A Ordem dos Médicos foi confrontada com a emissão de uma peça na estação televisiva SIC que, além de transmitir informação falaciosa, merece o nosso repúdio por dois motivos principais:
A peça coloca propositadamente em aparente confronto duas declarações feitas pelo bastonário sobre as competências da Ordem dos Médicos para realizar auditorias, sem sequer as contextualizar, e omitindo mesmo que, no primeiro caso, em dezembro, a afirmação foi proferida no Parlamento a propósito da clínica onde foram feitas as ecografias do bebé Rodrigo e que, no segundo caso, em agosto, estávamos perante o processo do Lar de Reguengos de Monsaraz;
O autor da peça nunca confrontou o bastonário com a suposta contradição encontrada, numa atitude de má-fé que impediu um esclarecimento que evitaria a clarificação que agora enviamos;
Assim, cumpre-nos agora explicar as diferenças entre o caso que motivou a audição no Parlamento sobre o bebé Rodrigo e o caso de Reguengos de Monsaraz. Na primeira situação, o bastonário referia-se a auditorias sistemáticas a clínicas ou outros estabelecimentos prestadores de cuidados de saúde (sem a existência de queixas específicas), de caráter inspetivo ou fiscalizador, e com consequências jurídicas, que extravasam o âmbito das competências da Ordem dos Médicos, ainda mais perante uma convenção do Serviço Nacional de Saúde com uma clínica privada, em que as atribuições são especificamente das Administrações Regionais de Saúde ou da Administração Central do Sistema de Saúde nos casos nacionais. De salientar que em causa estão auditorias à clínica e não ao médico visado, já que no caso dos médicos as queixas seguem pela via disciplinar para o Conselho Disciplinar Regional respetivo. Sobre a clínica de Setúbal a direção da Ordem dos Médicos nada tinha recebido, o que não impediu que nessa mesma audição, no Parlamento, a Ordem dos Médicos reconhecesse que a resposta disciplinar falhou e que deveria ter sido mais célere.

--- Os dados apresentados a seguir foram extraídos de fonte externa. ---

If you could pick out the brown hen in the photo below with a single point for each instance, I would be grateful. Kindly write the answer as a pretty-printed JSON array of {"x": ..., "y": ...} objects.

Já as auditorias clínicas, como a que foi desencadeada ao lar na sequência de queixas consistentes e graves de médicos e de cidadãos, têm uma natureza jurídica diferente e estão previstas no Estatuto da Ordem dos Médicos, precisamente porque a Ordem dos Médicos é chamada a intervir após denúncias sobre matéria clínica numa entidade específica, entregando depois o relatório final às autoridades competentes, para o que entendam como conveniente.
Se a peça da SIC não tivesse isolado a declaração do bastonário de que “a Ordem dos Médicos gostava muito de fazer auditorias no serviço público ou privado e efetivamente não tem esse poder, função ou direito”, e tivesse mantido as frases que foram ditas antes, facilmente se perceberia que a Ordem dos Médicos respondia a uma pergunta sobre o cumprimento das regras das ecografias, dizendo “Quem tem de zelar pelo cumprimento destas regras? É quem tem capacidade inspetiva. Quem é que tem capacidade inspetiva quando existem convenções? São as ARS se forem locais, a ACSS se as convenções forem nacionais. As ARS quando têm convenções com setor privado ou social, segundo a legislação, têm de fiscalizar ou auditar. A OM não tem funções de auditoria e fiscalização nesta matéria. A OM gostaria muito de poder ter”.
Mais, se a SIC tivesse mantido as declarações do bastonário depois da frase que o jornalista optou por isolar, poderia ter ficado mais claro todo o contexto: “A OM gostava muito de fazer auditorias no serviço público ou privado e de ter esse poder. Não tem essa função e esse direito. Intervém quando é solicitada a intervir. Tenho queixas de todos os hospitais portugueses neste momento, mas a verdade é que nós intervimos quando nos comunicam que as coisas não estão bem. Eu não posso dizer que vou fazer uma auditoria ao serviço tal para verse estão a fazer os exames e cirurgias com qualidade”.